Il s’agit de la première observation d’un éventuel effet « antidote » de la mirtazapine sur les
hypersudations induites par les ISRS. L’activation des récepteurs centraux 5HT2A joueraient un rôle
important dans l’élévation de la température corporelle [14]. Comme la mirtazapine bloque les
récepteurs 5HT2, l’observation clinique sur la transpiration pourrait être associée à une modulation
de la thermorégulation par la sérotonine.
Cependant, dans ce cas, la mirtazapine et l’escitalopram sont associés à d’autres
médicaments, donc de multiples interactions ont pu influencer l’effet observé. Les données validant
l’effet « antidote » de la mirtazapine sur l’hypersudation induite par les ISRS sont donc limitées.
Son application en pratique pose la question du rapport bénéfice/risque d’une association
d’antidépresseurs non justifiée par la clinique psychiatrique et qui de plus expose à un risque
iatrogène évidemment supérieur à celui d’une monothérapie antidépressive.
En revanche, l’hypersudation n’apparaît pas signalée comme effet secondaire dans les
mentions légales de la mirtazapine. Elle pourrait peut être représenter un traitement antidépresseur
alternatif chez les patients très gênés par une hypersudation vraisemblablement induite par le
traitement antidépresseur.
4. Hypersudation et Inhibiteurs de la recapture de la sérotonine et de la
noradrénaline
Au cours des études réalisées avant la mise sur le marché de la venlafaxine EFFEXOR®,
l’hypersudation est apparue chez plus de 10% des patients, et deux fois plus souvent que chez les
patients traités par placebo.
L’hypersudation apparaît comme étant « dose dépendante » : 6,7% des patients recevant
75 mg/jour de venlafaxine EFFEXOR®, 12,4% des patients recevant 225mg/jour, et 19,3% des
patients recevant 375 mg/jour. De nombreux cas d’hypersudation ont été rapportés lors de
l’utilisation de la venlafaxine, et cet évènement a disparu après diminution de la posologie, arrêt du
traitement, ou addition d’un traitement symptomatique [15].
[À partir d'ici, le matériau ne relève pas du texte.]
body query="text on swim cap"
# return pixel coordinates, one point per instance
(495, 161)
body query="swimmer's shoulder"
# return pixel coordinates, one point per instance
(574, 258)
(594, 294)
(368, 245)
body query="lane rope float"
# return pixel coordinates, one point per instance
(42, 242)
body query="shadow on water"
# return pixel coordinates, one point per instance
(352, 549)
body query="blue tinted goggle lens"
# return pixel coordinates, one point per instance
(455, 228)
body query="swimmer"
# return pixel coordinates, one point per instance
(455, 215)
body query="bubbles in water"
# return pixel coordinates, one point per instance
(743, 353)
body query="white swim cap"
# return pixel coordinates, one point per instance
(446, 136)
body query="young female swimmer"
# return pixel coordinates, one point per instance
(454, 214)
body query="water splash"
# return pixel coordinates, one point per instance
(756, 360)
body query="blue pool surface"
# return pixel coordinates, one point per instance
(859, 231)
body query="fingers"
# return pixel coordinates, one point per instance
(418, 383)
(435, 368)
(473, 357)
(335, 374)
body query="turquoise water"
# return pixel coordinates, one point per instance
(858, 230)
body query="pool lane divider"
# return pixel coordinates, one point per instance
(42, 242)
Concernant l’hypersudation chez les patients traités par duloxétine CYMBALTA®, les
mentions légales indiquent que, lors des études cliniques comparative versus placebo (incluant au
total 5253 patients) conduites dans la dépression et dans les douleurs neuropathiques diabétiques,
des cas d’hypersudation et de sueurs nocturnes ont été fréquemment rapportés (fréquence comprise
entre 1 et 10%) [16].
5. Hypersudation et Antidépresseurs Imipraminiques
Le mécanisme présumé de l’hypersudation induite par les antidépresseurs imipraminiques
est l’inhibition de la recapture de la noradrénaline principalement par stimulation des récepteurs
adrénergiques périphériques [1]. Ces hypersudations occasionnelles apparaissent malgré l’effet
anticholinergique connu de ces médicaments [17]. Une étude faite sur 84 patients a montré
l’apparition d’une hypersudation chez 14% des patients traités par antidépresseurs
imipraminiques [1].
Conclusion :
Les données actuelles concernant l’hypersudation liée à la prise d’antidépresseurs sont peu
nombreuses et ne permettent pas d’élucider totalement le mécanisme d’action moléculaire
complexe responsable de cet effet indésirable même si l’on peut supposer un rôle important de la
sérotonine, de la noradrénaline et de l’acétylcholine dans la thermorégulation. L’hypersudation est
un effet indésirable rapporté avec de nombreux anti-dépresseurs et apparaît comme dose dépendant
avec certaines molécules comme la venlafaxine. Une étude a permis de poser l’hypothèse d’une
moindre occurrence de cet effet secondaire sous mirtazapine. Ces données sont cependant à étayer
par d’autres observations sur un plus grand nombre de patients.